Driving without a GPS has its benefits

By John Toth / Editor and Publisher

I was coming out of a convenience store near Sweeny on Highway 35 when I saw an elderly woman in a truck, waving at me. She was determined to get my attention.

The driver was an elderly man, I would guess her husband. They wanted directions.

I can’t tell you the last time I was asked for directions by a man. Guys have a problem with doing it. Or many guys. O.K., most guys.

We prefer finding our way, even if that means searching a little. We tend to act like we know where we are going when we have no clue and are hopelessly lost. And then we just hope to get lucky.

It takes a lot for a guy to ask for directions, which is why it’s always good for a woman to sit next to us. They like asking for directions.

Guys think it is an admission of failure. We are supposed to know stuff like that. But when the rubber meets the road, it’s time to either ask or go around in a circle.

A guy had to invent the GPS – a guy who hates asking for directions.
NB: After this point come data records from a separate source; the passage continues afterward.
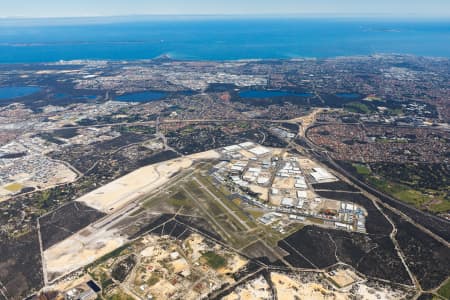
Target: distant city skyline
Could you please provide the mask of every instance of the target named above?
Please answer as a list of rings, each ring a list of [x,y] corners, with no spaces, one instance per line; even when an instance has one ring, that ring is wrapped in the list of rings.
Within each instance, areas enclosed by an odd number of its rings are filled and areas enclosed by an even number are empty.
[[[0,17],[127,15],[334,15],[450,17],[448,0],[0,0]]]

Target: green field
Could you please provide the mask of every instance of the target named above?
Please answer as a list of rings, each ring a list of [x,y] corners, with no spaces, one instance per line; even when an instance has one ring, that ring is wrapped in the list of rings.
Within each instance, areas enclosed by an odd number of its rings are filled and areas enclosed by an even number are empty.
[[[353,164],[353,168],[356,169],[359,175],[370,175],[372,171],[370,171],[369,167],[363,164]]]
[[[208,251],[202,254],[202,259],[213,269],[220,269],[225,267],[227,261],[222,256],[216,254],[215,252]]]

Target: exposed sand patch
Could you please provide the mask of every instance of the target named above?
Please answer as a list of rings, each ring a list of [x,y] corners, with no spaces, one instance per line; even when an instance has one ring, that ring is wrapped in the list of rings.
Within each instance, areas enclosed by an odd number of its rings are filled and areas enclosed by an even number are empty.
[[[326,289],[318,283],[302,283],[291,277],[280,274],[271,273],[272,282],[277,291],[278,299],[294,300],[294,299],[311,299],[311,300],[346,300],[349,294],[334,292]]]
[[[359,280],[359,277],[350,270],[338,270],[329,276],[339,287],[346,287]]]
[[[125,244],[115,230],[98,230],[90,235],[79,233],[44,251],[49,279],[81,268]]]
[[[195,160],[217,159],[219,157],[220,155],[216,151],[206,151],[142,167],[78,198],[76,201],[111,214],[127,203],[163,186],[173,175],[191,167]]]

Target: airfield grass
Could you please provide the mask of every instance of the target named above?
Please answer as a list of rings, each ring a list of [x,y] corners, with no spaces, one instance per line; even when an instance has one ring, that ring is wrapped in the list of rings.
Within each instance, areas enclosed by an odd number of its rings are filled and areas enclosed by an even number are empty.
[[[205,260],[206,264],[213,269],[220,269],[225,267],[227,261],[222,256],[218,255],[213,251],[208,251],[202,254],[202,259]]]
[[[205,185],[218,198],[222,199],[222,203],[232,210],[242,221],[247,223],[250,228],[255,228],[256,224],[248,218],[244,211],[234,202],[229,200],[229,192],[224,188],[218,188],[207,177],[198,176],[197,179]],[[213,200],[214,201],[214,200]]]
[[[360,175],[370,175],[372,172],[370,169],[363,164],[353,164],[353,167],[356,169],[356,172]]]

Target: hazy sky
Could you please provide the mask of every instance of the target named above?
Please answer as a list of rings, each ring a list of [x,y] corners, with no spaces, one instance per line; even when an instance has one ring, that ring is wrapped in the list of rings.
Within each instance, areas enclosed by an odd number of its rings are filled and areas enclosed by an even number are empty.
[[[0,0],[0,17],[286,13],[450,17],[450,0]]]

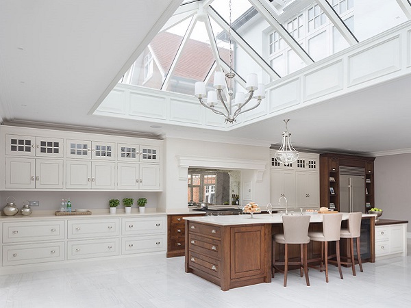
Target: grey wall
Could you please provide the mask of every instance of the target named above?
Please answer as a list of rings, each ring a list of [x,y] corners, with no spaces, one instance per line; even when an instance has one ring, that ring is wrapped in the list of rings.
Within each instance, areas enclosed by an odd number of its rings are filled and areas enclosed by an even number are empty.
[[[408,232],[411,232],[410,176],[411,153],[375,158],[375,206],[384,210],[382,218],[408,220]]]
[[[160,192],[21,192],[5,191],[0,195],[0,209],[5,206],[6,199],[9,196],[16,198],[18,207],[23,207],[23,203],[26,201],[38,201],[39,207],[34,207],[33,210],[59,210],[62,198],[70,198],[73,209],[108,209],[108,201],[112,198],[120,200],[119,208],[123,207],[121,200],[123,198],[133,198],[134,203],[132,207],[138,207],[137,199],[147,198],[146,207],[155,209],[157,207],[158,198]],[[10,200],[9,200],[10,201]]]

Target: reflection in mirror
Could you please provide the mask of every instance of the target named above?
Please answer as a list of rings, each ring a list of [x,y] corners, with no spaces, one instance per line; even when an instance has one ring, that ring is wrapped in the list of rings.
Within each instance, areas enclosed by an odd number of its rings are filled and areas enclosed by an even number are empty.
[[[208,203],[231,205],[240,196],[240,170],[189,168],[187,175],[188,205]],[[235,202],[235,201],[234,201]]]

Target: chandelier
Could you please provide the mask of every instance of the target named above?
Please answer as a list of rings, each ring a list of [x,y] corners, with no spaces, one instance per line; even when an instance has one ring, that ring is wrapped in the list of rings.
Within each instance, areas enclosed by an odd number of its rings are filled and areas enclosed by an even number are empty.
[[[199,99],[200,103],[206,108],[210,110],[214,114],[220,114],[224,116],[226,123],[232,123],[236,122],[236,118],[239,114],[252,110],[260,105],[261,100],[265,97],[265,88],[262,84],[258,84],[257,74],[249,74],[247,77],[245,89],[248,91],[248,94],[244,92],[238,92],[236,93],[235,98],[233,91],[233,81],[236,74],[233,73],[232,69],[232,49],[231,41],[232,31],[232,1],[229,1],[229,27],[228,31],[228,40],[229,44],[229,72],[225,75],[222,71],[216,71],[214,77],[214,88],[215,90],[208,91],[206,93],[206,85],[203,81],[195,83],[194,96]],[[228,87],[227,87],[228,86]],[[223,92],[225,88],[228,88],[226,94],[228,95],[225,102],[223,97]],[[247,96],[247,97],[246,97]],[[207,101],[204,101],[204,99]],[[257,103],[251,108],[244,109],[245,105],[252,99],[256,99]],[[224,110],[218,110],[215,108],[216,105],[221,102]]]
[[[287,166],[298,159],[298,152],[291,145],[291,133],[287,129],[287,123],[290,119],[283,120],[286,123],[286,130],[283,131],[283,140],[281,147],[275,152],[274,157],[278,162]]]

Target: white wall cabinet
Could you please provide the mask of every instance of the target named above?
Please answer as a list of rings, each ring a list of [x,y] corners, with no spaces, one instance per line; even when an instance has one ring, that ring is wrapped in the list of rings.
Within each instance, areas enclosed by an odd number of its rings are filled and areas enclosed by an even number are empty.
[[[319,155],[300,153],[299,159],[289,165],[280,164],[271,152],[270,187],[271,203],[276,209],[284,209],[287,198],[288,209],[299,210],[319,207]]]
[[[5,188],[62,189],[62,159],[5,158]]]

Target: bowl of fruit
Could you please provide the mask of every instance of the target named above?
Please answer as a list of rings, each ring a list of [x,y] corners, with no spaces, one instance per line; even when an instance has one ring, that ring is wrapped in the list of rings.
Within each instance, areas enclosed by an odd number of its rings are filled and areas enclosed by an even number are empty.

That’s most of us.

And, I was right. I looked it up on the Internet machine.

Roger L. Easton is the principal inventor and designer of the Global Positioning System (GPS). To drive it home, so to speak, that he was the one who invented it, he and his team got a big award for it in 1993.

I don’t know Easton, but I can tell you with certainty that he hated to ask for directions. And all the people who helped him were guys – who, much like me, hate asking also.

The GPS is almost magical. A voice very politely tells us where to go and turn, and the screen lets you see a live-action map. A bunch of satellites communicate with this little device, and all together, they make sure that we don’t take too many wrong turns.

Garbage in, garbage out, though. The other day I must have punched in an address wrong because my GPS politely said “you have arrived at your destination” in the middle of a bridge. Hey, there is no credit union here, just water. But at least the voice didn’t tell me to turn right.

“You look like a man who knows his way around,” the guy behind the wheel said after I approached the couple’s truck. Then the woman took over. “How do we get to Galveston from here?”

That was an easy question. “You’re a long way from Galveston, but on the right road,” I said as I looked around the cab of the pickup truck. I wasn’t worried about my safety. I was looking for their GPS.

The woman held a map in her hands. Yes, a map. Some people still use it, although I don’t know why. It takes too long to look at it, and the wiggly little lines and print are too small.

I was their hero. I gave them simple directions. I have been to Galveston a few times. The woman diligently wrote it all down on the map. Well, it was good for something, anyway.

The man kept talking about stuff, and was hushed by the woman, who had trouble hearing what I was saying. Hey, buddy, I am more important right now. If you want to get to the island, you better hush. I didn’t say that, of course, but it was true.

“It will take you about an hour and a half to get there from here,” I said.

“We have plenty of time,” the guy said. “I just want some of that Gulf shrimp.”

Then I had to give them several places where I knew they would not be disappointed. That took a while. I was dealing only with the woman now, as I gave her a list of restaurants.

Guys don’t write down anything. We think we can just remember it, even though directions by their very nature go in one of our ears and out the other.

I hope they found their way and had a good time. They looked like they were geared up just for that.
“Make a right, and you have arrived at your destination,” I said in a tone of voice similar to GPS voices. They didn’t get the joke.

My last bit of advice: “You guys need a GPS.”

“Nah, then we would not meet nice people like you,” the man said, and they drove away.

But they really need a GPS. Mr. Easton would agree with me.